Let's learn how to run your scraper in a Kubernetes cluster with Continuous Deployment (CD) using GitHub Actions.
With GitHub Actions, whenever you push your code to GitHub, the scraper will be automatically deployed to the Kubernetes cluster with the latest changes.
To achieve this, we will:
- Create a Kubernetes cluster in Google Cloud
- Create a GitHub repository
- Add deployment secrets like Google Cloud access keys to the GitHub repository
- Run the GitHub Workflow to deploy the scraper
-
If you don't have a Google Cloud account, create one. You'll receive a $300 credit to use over 3 months.
-
Visit the Google Cloud Console and click the Cloud Shell button. A terminal will open up.
-
Run the following commands in the terminal to create the Kubernetes cluster:
python -m pip install bota python -m bota create-cluster
You will be prompted for the following information:
name: Enter a cluster name of your choice, for example, "pikachu".
machine: Press Enter to accept the default machine type, which is "us-central1".
number of machines: Press Enter to accept the default number of machines, which is 2.
region: Press Enter to accept the default region, which is "us-central1". (This is asked the first time only)

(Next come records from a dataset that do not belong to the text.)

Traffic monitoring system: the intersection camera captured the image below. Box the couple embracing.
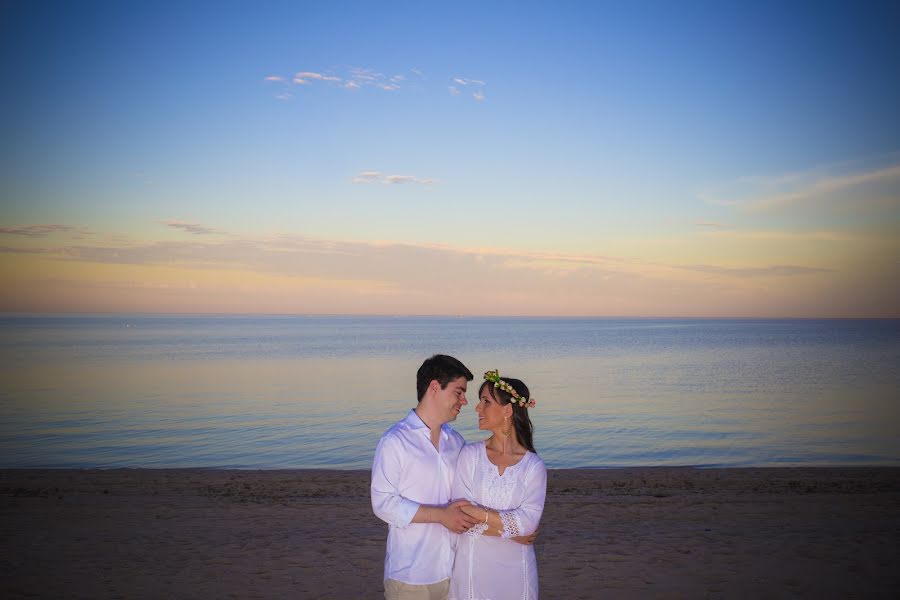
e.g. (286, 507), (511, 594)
(372, 354), (547, 600)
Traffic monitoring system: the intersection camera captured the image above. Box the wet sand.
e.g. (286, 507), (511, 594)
(0, 468), (900, 599)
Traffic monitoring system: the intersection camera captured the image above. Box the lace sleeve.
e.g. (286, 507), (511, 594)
(500, 510), (522, 538)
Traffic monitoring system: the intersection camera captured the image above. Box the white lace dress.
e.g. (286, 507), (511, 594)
(450, 442), (547, 600)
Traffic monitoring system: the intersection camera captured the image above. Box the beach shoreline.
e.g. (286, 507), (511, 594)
(0, 467), (900, 599)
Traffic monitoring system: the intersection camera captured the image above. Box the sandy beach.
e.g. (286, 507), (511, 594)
(0, 468), (900, 599)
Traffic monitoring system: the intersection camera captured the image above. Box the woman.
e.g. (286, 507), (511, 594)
(450, 371), (547, 600)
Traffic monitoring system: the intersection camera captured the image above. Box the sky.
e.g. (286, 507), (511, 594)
(0, 0), (900, 318)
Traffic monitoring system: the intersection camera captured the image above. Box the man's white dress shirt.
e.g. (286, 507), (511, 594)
(372, 410), (465, 585)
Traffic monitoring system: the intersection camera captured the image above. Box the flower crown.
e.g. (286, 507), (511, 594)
(484, 369), (537, 408)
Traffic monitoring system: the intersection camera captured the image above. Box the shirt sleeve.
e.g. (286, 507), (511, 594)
(371, 435), (419, 528)
(450, 446), (488, 537)
(499, 459), (547, 538)
(450, 446), (477, 504)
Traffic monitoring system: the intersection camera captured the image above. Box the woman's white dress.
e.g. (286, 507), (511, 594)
(450, 442), (547, 600)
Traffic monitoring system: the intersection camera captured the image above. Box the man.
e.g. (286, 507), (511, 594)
(372, 354), (479, 600)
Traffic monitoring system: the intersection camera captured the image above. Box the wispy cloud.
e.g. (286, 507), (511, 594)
(160, 219), (221, 235)
(447, 77), (487, 102)
(350, 171), (437, 185)
(0, 225), (90, 237)
(0, 225), (900, 316)
(700, 157), (900, 212)
(674, 265), (834, 278)
(264, 66), (486, 102)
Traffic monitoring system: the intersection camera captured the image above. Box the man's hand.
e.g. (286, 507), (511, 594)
(509, 529), (538, 546)
(441, 500), (480, 533)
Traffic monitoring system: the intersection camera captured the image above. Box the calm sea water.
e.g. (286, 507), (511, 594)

After the command completes, note the IP of the Kubernetes Cluster, as we will later visit this IP to use the scraper.
-
Clone the Botasaurus starter template to your machine by running the following commands:
git clone https://github.com/omkarcloud/botasaurus-starter kubernetes-scraper cd kubernetes-scraper code .
-
Create Github Actions Workflow YAML and Kubernetes deployment YAML files by running the following command:
python -m bota create-manifests
You will be prompted for the following information:
Enter cluster name: Enter the exact same name you used earlier for the cluster (e.g., pikachu).
number of workers to run: Press Enter to accept the default number of workers, which is 1.

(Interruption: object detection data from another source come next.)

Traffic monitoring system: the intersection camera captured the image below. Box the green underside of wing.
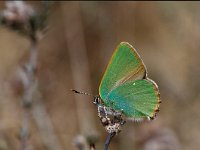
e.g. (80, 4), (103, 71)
(103, 80), (159, 118)
(99, 42), (146, 99)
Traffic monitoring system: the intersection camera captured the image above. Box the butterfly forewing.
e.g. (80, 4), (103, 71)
(99, 42), (146, 99)
(99, 42), (160, 119)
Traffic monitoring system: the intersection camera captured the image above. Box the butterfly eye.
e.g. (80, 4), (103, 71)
(93, 96), (101, 105)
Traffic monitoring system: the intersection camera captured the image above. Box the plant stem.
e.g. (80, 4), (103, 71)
(104, 132), (116, 150)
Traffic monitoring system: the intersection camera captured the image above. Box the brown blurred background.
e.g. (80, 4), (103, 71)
(0, 2), (200, 150)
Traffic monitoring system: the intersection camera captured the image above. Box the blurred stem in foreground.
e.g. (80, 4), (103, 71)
(60, 1), (98, 150)
(0, 1), (62, 150)
(104, 132), (116, 150)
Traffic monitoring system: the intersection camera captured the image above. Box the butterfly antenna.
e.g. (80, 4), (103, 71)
(71, 89), (94, 97)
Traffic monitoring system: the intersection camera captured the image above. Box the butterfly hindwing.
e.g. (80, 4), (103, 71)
(106, 79), (160, 119)
(99, 42), (160, 119)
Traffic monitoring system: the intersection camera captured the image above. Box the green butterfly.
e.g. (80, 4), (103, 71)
(72, 42), (161, 133)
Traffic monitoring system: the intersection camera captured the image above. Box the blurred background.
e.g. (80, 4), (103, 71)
(0, 1), (200, 150)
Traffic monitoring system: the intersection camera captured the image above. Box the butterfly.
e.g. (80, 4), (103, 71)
(74, 42), (161, 133)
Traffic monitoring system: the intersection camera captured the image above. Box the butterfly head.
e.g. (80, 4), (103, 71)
(93, 96), (102, 105)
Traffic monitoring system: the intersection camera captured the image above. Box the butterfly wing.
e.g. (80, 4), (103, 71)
(99, 42), (146, 99)
(106, 79), (160, 120)
(99, 42), (160, 119)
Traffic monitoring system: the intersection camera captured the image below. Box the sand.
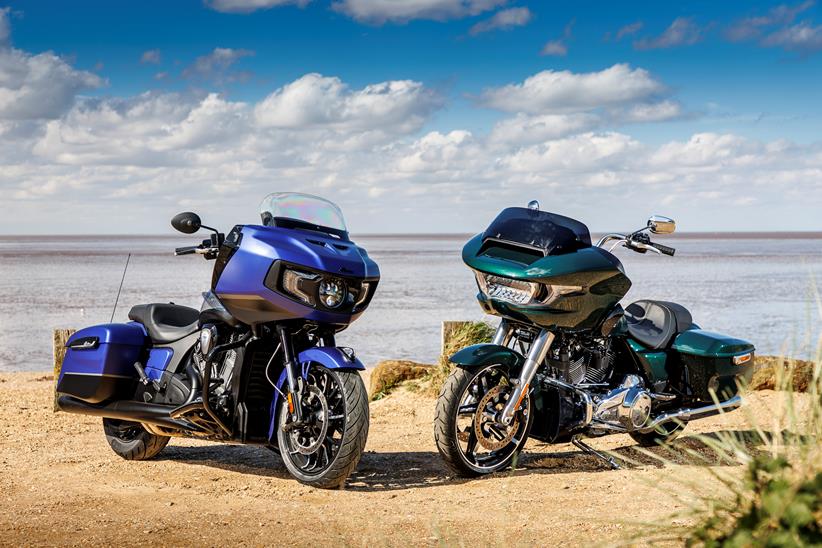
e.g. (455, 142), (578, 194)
(0, 373), (804, 546)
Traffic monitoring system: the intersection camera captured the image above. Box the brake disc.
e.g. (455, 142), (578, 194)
(474, 385), (519, 451)
(288, 386), (328, 455)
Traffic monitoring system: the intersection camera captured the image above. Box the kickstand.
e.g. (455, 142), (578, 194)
(571, 436), (619, 470)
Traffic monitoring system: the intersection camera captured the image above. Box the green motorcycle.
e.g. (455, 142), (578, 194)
(435, 201), (754, 476)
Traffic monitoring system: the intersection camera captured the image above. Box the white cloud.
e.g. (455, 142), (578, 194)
(762, 23), (822, 53)
(183, 48), (254, 82)
(332, 0), (507, 25)
(140, 49), (161, 65)
(725, 0), (814, 42)
(540, 20), (574, 57)
(616, 21), (643, 41)
(254, 74), (442, 133)
(540, 40), (568, 57)
(634, 17), (702, 50)
(615, 100), (683, 122)
(205, 0), (311, 13)
(489, 113), (603, 146)
(32, 93), (247, 166)
(0, 31), (822, 233)
(0, 48), (105, 120)
(480, 64), (666, 114)
(468, 8), (533, 36)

Are browsers used in the scraper: Enter "Yes" if the scraper uses a browser, as this will increase the CPU and RAM allocation for the scraper because browser-based scrapers need more resources. Since the Botasaurus Starter Templates do not use a browser, enter "No".
region: Enter the exact same region you used earlier in the Google Cloud Shell (e.g., us-central1). (This is asked the first time only)
-
Next, Create a new private repository on GitHub named
kubernetes-scraper
. -
In your local machine, run the following commands to push the code to GitHub, remember to replace
USERNAME
with your GitHub username:rm -rf .git # remove the existing git repository git init git add . git commit -m "Initial Commit" git remote add origin https://github.com/USERNAME/kubernetes-scraper # TODO: replace USERNAME with your GitHub username git branch -M main git push -u origin main
-
Visit this link and click the "CREATE SERVICE ACCOUNT" button.
-
Enter a name like "Owner" in the "Service account name" textbox and click the "CREATE AND CONTINUE" button.
-
Click on the "Select a role" dropdown, select "Project" > "Owner" role, and click the "CONTINUE" button.
-
Download the JSON key for the service account by following the GIF below.
-
Go to base64encode.org, paste the service account key's JSON contents, and encode it to base64.
-
Go to the GitHub repository you just created, click on "Settings" > "Secrets and variables" > "Actions", and click on the "New repository secret" button.
-
Enter "GKE_KEY" as the name and paste the base64-encoded GKE_KEY as the value. Then click the "Add secret" button.
-
Add a new secret with the name "GKE_PROJECT" and enter the project ID (found in the service account's 'project_id' field) as the value.
-
Go to the "Actions" tab in your GitHub repository, click on the workflow tab, and re-run the workflow.
-
That's it, Once the workflow is completed, visit the IP you copied earlier to use the scraper.
If you are deleting a custom scraper you deployed, ensure you have downloaded the results from it.
Next, in the Cloud Shell, run the following command to delete the Kubernetes scraper:
python -m bota delete-cluster
When prompted for cluster name, enter the exact same cluster name you used earlier (e.g., "pikachu").
That's it! You have successfully deleted the Kubernetes cluster and all associated resources. You will not incur any further charges.